A "monocultura" praticada pelas grandes corporações do disco no Brasil é a principal responsável pelo impasse vivido hoje no mercado fonográfico nacional. É assim que a Associação Brasileira de Música Independente, a ABMI, vê o estrangulamento do mercado, com a disseminação da pirataria que, sim, lança estilhaços contra gravadoras pequenas e médias.
A imagem é evocada em referência à concentração dos lançamentos em artistas de um mesmo filão musical (axé, sertanejo, pagode etc.) e à estratégia "extrativista", de exploração daquele perfil até o esgotamento.
A análise foi feita no último final de semana por Eduardo Muszkat, membro do grupo executivo da ABMI e dono da MCD (principal distribuidora exclusivamente independente do país), durante o 1º Encontro Brasileiro de Produção Musical, braço do 27º Festival de Inverno de Itabira, Minas Gerais.
Os independentes são responsáveis por uma parcela significativa do mercado brasileiro atualmente, seja do ponto de vista do volume de lançamentos -estima-se que duelem em número de títulos-, seja em relação à amplitude de novos artistas e estilos. "As grandes gravadoras não investem em novidade porque novidade é risco", afirma Muszkat.
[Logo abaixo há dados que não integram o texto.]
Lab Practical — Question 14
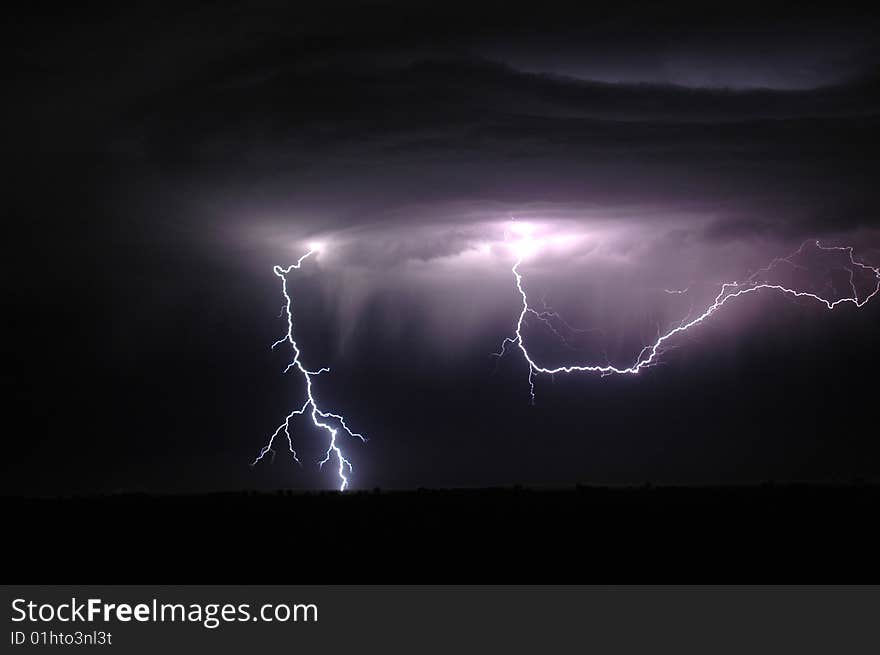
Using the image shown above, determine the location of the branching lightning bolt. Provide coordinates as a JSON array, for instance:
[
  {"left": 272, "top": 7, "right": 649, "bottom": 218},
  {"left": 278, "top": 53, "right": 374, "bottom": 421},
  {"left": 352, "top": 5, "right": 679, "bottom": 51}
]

Com um agravante: "As majors não têm autonomia no Brasil, ainda que algumas tenham um cast de até 80% de artistas nacionais", diz Carlos de Andrade, dono do selo e estúdio Visom Digital, do Rio de Janeiro, com perfil voltado para a música instrumental.
Ex-diretor da ABPD, entidade que congrega todas as majors, Andrade articula a afiliação da ABMI à associação, de olho no que diz ser "uma tendência internacional de integração de independentes à indústria formal". Para ele, a estratégia das grandes de lançar cada vez mais coletâneas de artistas consagrados a preços promocionais é mais uma armadilha que a indústria monta para si mesma -e que se estende aos independentes. "Isso deprecia o produto do artista de renome e cria um parâmetro ruim de preços que dificulta a aposta do consumidor em novos talentos, lançados com preços maiores."

Lojas de fraldas
Sem a mesma abrangência de distribuição e sem verba para investir em marketing -eufemismo para o dito jabá, que determina a execução das músicas na maior parte das rádios-, os independentes buscam maneiras diferenciadas de dar visibilidade aos seus artistas e de chegar ao consumidor. Seis de cada dez lugares da rede de mil pontos de venda que recebe os cerca de 200 títulos da MCD hoje não têm a música como atividade principal. "Vendemos nossos discos no Empório Armani e até em lojas de fraldas, no caso dos infantis", conta Muszkat, da também gravadora MCD, que tem dez títulos próprios em catálogo, especialmente no segmento da world music.
Com tiragens iniciais modestas, entre mil e 3.000 discos na média, os independentes não teriam como esparramar seus discos por lojas de todo o país. Na visão indie, mais do que levar o CD às prateleiras das grandes redes ou criar ramificações por todo o território nacional, a grande ambição é identificar o consumidor que tenha interesse específico por trabalhos de determinado perfil.
Nesse sentido, a internet é grande aliada. Felippe Llerena, da carioca Nikita -que já lançou 20 títulos desde outubro de 1999-, divulga e vende o trabalho de artistas de sua gravadora e de parceiras na distribuidora de música digital imusica (www.imusi ca.com.br), que vende música a R$ 1,80 por faixa e serve de vitrine para estreitar o contato com mercados internacionais.
Um dos fundadores da Natasha Records, Llerena tem feito também a ponte no exterior para artistas como Virginia Rodrigues, licenciada pela Rykodisc, uma das principais independentes norte-americanas -que chega a vender 500 mil cópias de artistas como Frank Zappa ou David Bowie, mas no grosso não passa dos 5.000 discos, em média.
Também presente no evento em Itabira, John Telfer, ex-executivo da Ryko e da Virgin e proprietário da Basement Music, trabalha na formação de uma rede de distribuição mundial independente. Seu principal motivador é "a falta de criatividade" das majors. "As grandes só sabem vender música pop. Há uma incrível demanda mal aproveitada por música brasileira de qualidade no exterior."